Patricks Motorsportreise begann direkt an der Strecke am Nürburgring. Als junger Fan besuchte er die DTM und 24-Stunden-Rennen und erinnert sich noch genau an den Moment, als ein Mercedes 190 Evo II mit 9.800 U/min über die lange Gerade flog. „Das war der erste Zündfunke, zu sagen: Okay, Racing ist das, was ich machen will“, erinnert er sich. Von da an war sein Ziel ebenso klar wie ambitioniert: Rennfahrer werden, idealerweise Formel-1-Weltmeister. Er durchlief Stationen im Kartsport, in der Formel Ford und im Ford Puma Cup und wechselte 1999 zu HEICO SPORTIV, einem professionellen Volvo-Tuner, bei dem er 15 Jahre bleiben sollte.


Bei HEICO SPORTIV war Brenndörfer zunächst für PR und Marketing verantwortlich – und bald auch für den Rennsport. In einer Werkstattecke stand ein Volvo S40 Rennwagen aus einem ehemaligen Werksprogramm, das Volvo eingestellt hatte. „Ich habe meinen Chef gefragt, was wir damit machen können, und er sagte: Du kannst das Auto haben, mach, was du willst – aber nicht in der Arbeitszeit und nicht mit meinem Geld“, erzählt Patrick schmunzelnd. Für ihn war das die perfekte Chance, auf der Nordschleife einzusteigen.


Die Anfangszeit war echter Motorsport an der Basis. Brenndörfer erinnert sich an sein erstes VLN/NLS-Rennen mit nahezu keinem Budget: Das Team kam mit Anhänger, zwei oder drei Mechanikern – und Straßenreifen von Continental, weil Slicks schlicht zu teuer waren. „Wir sind mit Straßenreifen auf der Nordschleife gefahren – völlig verrückt“, sagt er. Schritt für Schritt baute er eine professionellere Struktur auf, fand Sponsoren und entwickelte eigene Fahrzeuge. Der Volvo S40 „Odin“ und später ein C30 und V40 mit knapp 400 PS, speziellem Nordschleifen-Fahrwerk und Carbon Bodykit bildeten die Basis eines ernstzunehmenden Programms.

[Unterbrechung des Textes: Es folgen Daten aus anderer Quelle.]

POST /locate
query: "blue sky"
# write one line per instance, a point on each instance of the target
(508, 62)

Ein entscheidender Wendepunkt war seine Entscheidung im Jahr 2007, auf alternative Kraftstoffe zu setzen. Brenndörfer stellte sein Volvo-Projekt auf E85-Bioethanol um und vermarktete es als „Green Racing“. „Der Plan war, eine neue Geschichte zu erzählen und wirtschaftlichen sowie umweltfreundlichen Kraftstoff einzusetzen“, erklärt er. Die Idee ging auf: Das Projekt erhielt große mediale Aufmerksamkeit und zog Sponsoren wie Evonik an. Nach Bioethanol folgte Biodiesel. „Das hat uns Türen zu Medien und Sponsoren geöffnet“, sagt Patrick.


Rückblickend stellt er selbst den direkten Zusammenhang zur Gründung seines Unternehmens her. „In der Kurzversion: ja“, bestätigt er, als er gefragt wird, ob das Bioethanol-Projekt geholfen hat, Evonik als Partner für sein erstes großes Projekt nach HEICO SPORTIV zu gewinnen. Die Suche nach einem zukunftsorientierten, nachhaltigen Ansatz im Motorsport – kombiniert mit seinem Marketingverständnis – verschaffte ihm die nötige Glaubwürdigkeit und die richtigen Partner für den nächsten Schritt. „Ich bin auch ein Marketing-Typ, deshalb frage ich mich immer: Was ist interessant für Menschen, Medien, Fans und auch technisch?“, sagt er. Grüne Kraftstoffe waren seine Antwort – und diese führte direkt zu Bremotion.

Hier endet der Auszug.